Ms. Kisser of the Cult Awareness Network says colleges can educate students about cults in general without risking litigation. How to look for unethical recruiting techniques and where to draw the line between excessive pressure and legitimate demands on time are topics students should be educated about, she says.

"I think that colleges do have some responsibility," Ms. Kisser says, "Just as they would have some responsibility to protect their female students from rapists on campus, I think they also have the same responsibility to protect minds from being raped by groups that are unethical and using college campuses for recruiting."

Some groups have encountered roadblocks when trying to spread their word on campuses. At the University of South Florida, Maranatha was not allowed to use campus facilities for one semester in 1987 and was fined $50 for violating university policies that prohibit solicitation of funds at meetings.

At Kansas State University, Maranatha lost the right to use campus facilities because members were found to have violated the university's policy on door-to-door solicitation and its honesty in publicity rules. Boston University has ordered non-student members of the Boston Church of Christ to stay out of residence halls.

The Rev. Robert Watts Thornburg, dean of the Marsh Chapel at Boston University, says the Boston Church of Christ continues to be a major problem.

Mr. Thornburg says he gets about eight complaints from parents each week about the group, and more than a dozen students drop out of the university each semester to work for it.

Educational programs in the residence halls, Mr. Thornburg says, have had some effect in alerting students to what he says are the possible dangers of joining the group.

Ronald N. Loomis, director of unions and activities at Cornell University and until last month the national president of the Cult Awareness Network, was one of the first administrators in the country to initiate a cult-education program.

About 11 years ago Mr. Loomis began coordinating cult-awareness programs, including filmstrips and testimonials by ex-cult members, for residence-hall assistants and other students. In a typical academic year, he says, several thousand students attend the programs.

Cult-like evangelical groups concern Mr. Loomis because they appear traditional. "It's very difficult for students or campus ministers to tell the difference," he says. "You really have to probe beneath the surface to see the difference."

The University of California at Berkeley last spring appointed a committee to investigate cult activities on its campus.

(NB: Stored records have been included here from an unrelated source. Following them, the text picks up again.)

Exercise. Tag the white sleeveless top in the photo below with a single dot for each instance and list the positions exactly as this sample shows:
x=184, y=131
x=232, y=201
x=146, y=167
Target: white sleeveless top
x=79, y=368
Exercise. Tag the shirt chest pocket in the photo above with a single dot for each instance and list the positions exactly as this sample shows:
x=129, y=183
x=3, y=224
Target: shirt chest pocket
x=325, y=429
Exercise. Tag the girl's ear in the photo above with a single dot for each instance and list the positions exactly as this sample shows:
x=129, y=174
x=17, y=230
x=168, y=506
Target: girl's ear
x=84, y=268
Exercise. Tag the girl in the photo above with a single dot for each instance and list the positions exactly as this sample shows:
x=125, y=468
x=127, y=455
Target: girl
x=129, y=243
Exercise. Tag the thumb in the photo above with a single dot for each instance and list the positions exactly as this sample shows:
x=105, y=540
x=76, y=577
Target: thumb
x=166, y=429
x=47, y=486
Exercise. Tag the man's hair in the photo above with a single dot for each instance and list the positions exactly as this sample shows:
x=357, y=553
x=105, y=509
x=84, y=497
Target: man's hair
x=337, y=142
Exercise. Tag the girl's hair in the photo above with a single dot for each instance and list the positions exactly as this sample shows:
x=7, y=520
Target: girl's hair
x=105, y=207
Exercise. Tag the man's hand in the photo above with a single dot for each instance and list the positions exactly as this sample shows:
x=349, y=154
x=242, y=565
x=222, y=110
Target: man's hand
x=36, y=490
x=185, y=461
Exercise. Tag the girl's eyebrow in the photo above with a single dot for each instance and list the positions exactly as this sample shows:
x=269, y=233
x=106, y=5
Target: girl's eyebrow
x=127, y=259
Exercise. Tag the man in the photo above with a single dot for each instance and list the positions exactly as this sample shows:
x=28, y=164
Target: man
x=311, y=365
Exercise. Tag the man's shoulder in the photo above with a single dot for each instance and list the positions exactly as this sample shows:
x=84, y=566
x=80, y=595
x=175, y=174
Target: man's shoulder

The committee includes faculty and staff members, counselors, academic advisers, and a lawyer.

Hal Reynolds, a Berkeley student-affairs administrator, says many more complaints about cults had been received in academic 1988-89 than in previous years. The committee decided to make up fliers to tell staff members and new students about cults and to train about 200 student-life staff members to educate other students about potential dangers.

At Western Michigan University, campus ministers have been informing counseling-center employees, student staff members, residence-hall directors, and students living in the dormitories about the potential dangers of cults. Ronald B. Grant, a United Methodist campus minister, says several cult-like groups exist at Western Michigan and adds that the education program has been somewhat successful in making students more aware of them.

However, Charles G. Donnelly, director of student life and associate dean of students at the university, says he hasn't had complaints about campus religious groups in several years. He adds that he wouldn't characterize any of the groups as cults.

Mr. Donnelly says the campus ministers are not employed by the university and the administration does not get involved in cult education. "Why should we get involved?" he asks. "We have no proof that anything is going wrong."